How an active engagement program benefits members
Members who are more engaged in their healthcare journey take greater responsibility for making changes needed to improve their health. Additional benefits include the following:
- Customized care and guidance through personal health nurses (PHNs) for reduced fragmentation and optimal outcomes
- Support for chronic conditions with continuous monitoring, medication management, and guidance for their specific health condition(s)
- More timely interventions to prevent minor issues from becoming major health problems
- Sustainable behavioral change through improved accountability and healthier habits
- Prioritization of preventative care for a better quality of life
Success Story
A multi-national manufacturer implemented an active member engagement program to promote better primary care utilization and to provide better benefits navigation using personal health nurses (PHNs). The PHNs provide an individualized approach that helps members better navigate the care continuum to find the right care in the right setting at the right time. The program included the following elements:
- Dedicated one-on-one collaboration and care planning with a registered nurse
- Interventions that coordinate care, medications, and other benefits and resources
- Technology that prioritizes highest-risk members for outreach and engagement
- Integration with health plans, pharmacy benefit managers, third-party administrators, healthcare provider networks, and other benefit solution vendors
Once high-risk members were identified within the manufacturer’s 40,000 regional workforce, the company implemented a multipronged engagement plan that included:
- Deploying community-based PHNs to facilitate conversations and discover opportunities to coordinate care and eliminate barriers to care access
- Multifaceted campaign to promote program awareness, including print, web, and social media
- Virtual health fairs
- Navigating members to the proper level of care, including bidirectional referrals with behavioral health benefits provider
The results were beyond the company’s expectations and included:
- 85% employee engagement
- 95% employee satisfaction
- 3.13:1 return on investment
The bottom line
It is unlikely that healthcare premiums will come down anytime soon. Therefore, employers need to do all they can to help improve their employees’ health. Employing an active member engagement program is an excellent place to begin.
About Mary Bacaj, Ph.D.
As President of Value-Based Care (VBC) for Conifer Health Solutions, Mary Bacaj is responsible for leading the company’s business unit that delivers population health management and financial risk management services to more than 250 organizations. Conifer VBC is uniquely positioned as a partner to employers and unions, risk-bearing healthcare providers and health plans.

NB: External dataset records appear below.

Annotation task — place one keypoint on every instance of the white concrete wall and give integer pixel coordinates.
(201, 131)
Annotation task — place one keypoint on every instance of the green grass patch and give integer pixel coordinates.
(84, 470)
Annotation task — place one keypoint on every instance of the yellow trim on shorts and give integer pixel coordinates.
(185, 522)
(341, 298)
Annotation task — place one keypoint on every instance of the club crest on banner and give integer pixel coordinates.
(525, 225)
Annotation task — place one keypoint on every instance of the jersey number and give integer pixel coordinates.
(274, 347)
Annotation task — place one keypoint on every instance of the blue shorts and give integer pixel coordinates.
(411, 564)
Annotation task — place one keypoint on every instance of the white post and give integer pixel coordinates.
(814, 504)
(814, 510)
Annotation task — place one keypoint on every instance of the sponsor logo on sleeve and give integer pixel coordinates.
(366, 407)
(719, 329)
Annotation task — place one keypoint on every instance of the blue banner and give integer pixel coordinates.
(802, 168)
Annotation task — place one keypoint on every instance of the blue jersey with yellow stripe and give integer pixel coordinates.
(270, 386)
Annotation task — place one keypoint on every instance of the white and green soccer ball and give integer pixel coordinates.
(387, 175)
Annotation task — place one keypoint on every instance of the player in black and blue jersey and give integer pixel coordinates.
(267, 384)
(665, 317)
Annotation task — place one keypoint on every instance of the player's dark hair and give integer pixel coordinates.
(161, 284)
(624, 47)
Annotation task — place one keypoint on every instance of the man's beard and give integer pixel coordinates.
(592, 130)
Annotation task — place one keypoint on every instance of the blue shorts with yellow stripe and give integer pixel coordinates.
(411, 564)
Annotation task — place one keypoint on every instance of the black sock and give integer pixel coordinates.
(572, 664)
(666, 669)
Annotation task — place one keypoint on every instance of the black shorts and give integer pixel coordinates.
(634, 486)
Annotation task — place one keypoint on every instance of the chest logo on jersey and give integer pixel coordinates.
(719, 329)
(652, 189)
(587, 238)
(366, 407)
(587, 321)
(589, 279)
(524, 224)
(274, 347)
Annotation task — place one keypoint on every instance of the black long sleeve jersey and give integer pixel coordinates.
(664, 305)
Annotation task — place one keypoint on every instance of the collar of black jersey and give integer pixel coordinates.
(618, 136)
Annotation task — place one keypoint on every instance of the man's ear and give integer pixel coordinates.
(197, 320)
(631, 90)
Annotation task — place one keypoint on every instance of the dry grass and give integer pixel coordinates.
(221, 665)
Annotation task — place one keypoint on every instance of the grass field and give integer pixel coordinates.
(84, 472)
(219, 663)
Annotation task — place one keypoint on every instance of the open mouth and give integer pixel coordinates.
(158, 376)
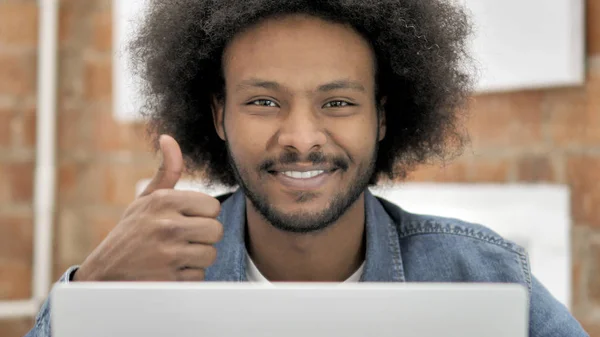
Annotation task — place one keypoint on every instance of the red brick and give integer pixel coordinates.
(580, 241)
(19, 23)
(16, 238)
(6, 119)
(101, 224)
(97, 80)
(21, 176)
(593, 27)
(582, 175)
(66, 20)
(121, 181)
(574, 114)
(489, 170)
(15, 280)
(93, 177)
(102, 31)
(73, 237)
(4, 184)
(71, 130)
(110, 135)
(17, 74)
(593, 282)
(16, 327)
(29, 127)
(456, 172)
(535, 169)
(507, 120)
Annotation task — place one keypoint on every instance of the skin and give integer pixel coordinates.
(301, 85)
(169, 235)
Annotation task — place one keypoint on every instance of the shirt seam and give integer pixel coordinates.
(432, 227)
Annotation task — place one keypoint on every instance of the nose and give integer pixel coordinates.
(302, 132)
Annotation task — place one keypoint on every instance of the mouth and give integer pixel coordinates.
(303, 179)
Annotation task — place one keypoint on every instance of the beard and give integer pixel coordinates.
(304, 221)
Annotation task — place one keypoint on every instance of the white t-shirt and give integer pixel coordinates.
(254, 275)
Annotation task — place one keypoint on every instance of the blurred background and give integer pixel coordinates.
(73, 154)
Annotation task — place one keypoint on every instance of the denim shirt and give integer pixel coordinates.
(403, 247)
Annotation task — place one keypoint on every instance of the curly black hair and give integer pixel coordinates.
(420, 48)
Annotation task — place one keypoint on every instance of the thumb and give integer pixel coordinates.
(171, 167)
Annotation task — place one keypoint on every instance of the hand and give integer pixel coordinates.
(165, 235)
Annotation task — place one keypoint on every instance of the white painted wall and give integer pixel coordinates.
(535, 216)
(518, 44)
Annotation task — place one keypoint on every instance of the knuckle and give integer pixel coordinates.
(159, 197)
(170, 256)
(168, 229)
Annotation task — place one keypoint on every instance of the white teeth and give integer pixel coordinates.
(303, 175)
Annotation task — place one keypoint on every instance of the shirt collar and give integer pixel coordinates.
(383, 262)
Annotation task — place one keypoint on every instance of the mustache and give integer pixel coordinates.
(316, 158)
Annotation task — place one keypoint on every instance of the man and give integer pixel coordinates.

Mary joined Conifer Health in 2014 as Vice President of Strategy to help the company identify and implement solutions that ensure individuals receive the right care at the right time, while healthcare providers are aligned to improve the health of the population. She is a recognized subject matter expert in pay-for-performance programs, hospital and physician alliances, and healthcare reform.
Prior to joining Conifer Health, she was an Engagement Manager at McKinsey & Company, where she worked with senior executives at health systems and health technology companies on strategic challenges, such as population health management, hospital and physician mergers and acquisitions, and risk-based contracting.